What’s PYM’s relation to anti-Zionist Jewish organizations both in the U.S. and in Israel?

With Jewish anti-Zionist organizations, we have relationships, we work together, we organize on local levels together. But we also understand that Jewish anti-Zionist formations have a specific role to play in our struggle, and sometimes those roles can be complementary, but not necessarily overlapping. We’re still working to understand the parameters of that. So that means we’re not organizing together, but our efforts complement one another. For example, Palestinians are not going to enter Jewish community centers to agitate around Zionism among Jewish youth. But anti-Zionist Jews will play that role, and it’s complementary to our project.

It’s important to note that Jewish anti-Zionism isn’t a politics. Jewish anti-Zionism describes a segment of the struggle that carries that politics in order to achieve a specific goal. Jewish anti-Zionist groups have a specific role to play within their social context, as Jewish people who have come up in Jewish communities where Zionism is hegemonic. Zionism produces two things in my opinion: fear and isolation. Jewish anti-Zionism is supposed to contradict that — and contradict it not just on a discursive level in terms of proving its negative but also on a material level, on a confrontational level, to agitate against it and undermine its hegemony.

Jewish anti-Zionism, for me, cannot just be the negation of Zionism. It has to be an affirmative project of understanding the response to antisemitism as solidarity and internationalism, a confrontation with fascism, with state violence, a project that sees all of these other struggles, including the Palestinian struggle, as part of the fight. We want more Jewish people to reject Zionism as an ideological project.

A problematic formulation of Jewish anti-Zionism is about the redemption of the Jewish soul — this idea that there’s a state speaking in the name of Jewish people, so it’s important for them to speak out as Jews.

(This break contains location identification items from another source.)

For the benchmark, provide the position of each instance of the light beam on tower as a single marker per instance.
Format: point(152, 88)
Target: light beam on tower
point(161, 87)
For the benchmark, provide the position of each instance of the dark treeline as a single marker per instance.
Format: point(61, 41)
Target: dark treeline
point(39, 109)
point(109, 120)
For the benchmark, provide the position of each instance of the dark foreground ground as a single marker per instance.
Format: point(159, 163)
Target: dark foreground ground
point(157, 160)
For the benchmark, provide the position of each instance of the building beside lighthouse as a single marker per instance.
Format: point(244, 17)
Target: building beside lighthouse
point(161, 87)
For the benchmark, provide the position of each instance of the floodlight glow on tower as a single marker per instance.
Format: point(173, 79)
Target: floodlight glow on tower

Anti-Zionism is not an answer to the problems facing Jewish people. It’s not about a redemption of the Jewish soul or an answer to how Israel and Zionism have distorted Jewish identity, Jewish religion, etc. Anti-Zionism is a response to the problems facing Palestinians. Solidarity and internationalism are the answers to the problems facing Jewish people in terms of antisemitism. There’s a state that claims affiliation with Jewish identity. It could have been a British state, it could have been a French state, it could have been any cultural or ethnic or religious background that’s doing this to Palestinians. But anti-Zionism and the struggle for Palestinian liberation as an anti-colonial project is a struggle for the liberation of Palestinian people, not the redemption of the Jewish soul.

The struggle is about centering the Palestinian condition. By centering, I don’t mean that I as a Palestinian want to be seen and understood — I think that idea is very shallow and doesn’t benefit me. By centering the Palestinian condition I mean: What are we facing as a people? What is required for us to overcome it? That is what I need centered, not some ontological relationship between me and another group of people. That’s not what has to be fixed here.

I do think Zionism is a negative project, the same way that fascism and its consequences for the soul are a negative project. But we’re not going to say, for example, that the end of fascism in Germany is the redemption of the German soul. That’s not a politics. Any ideological project that’s predicated on either the extermination or the expulsion of another people is not about the oppressor. A lot of the discourse among the Jewish anti-Zionist movement, or the Jewish pro-Palestine movement in the U.S., places emphasis on this redemption narrative, because it’s responding to its conditions. It is trying to intervene within its social base, within a social context of Jewish people saying, Look, Zionism is damaging to our souls. And this is why we should end it. But Zionism is actually damaging to us Palestinians.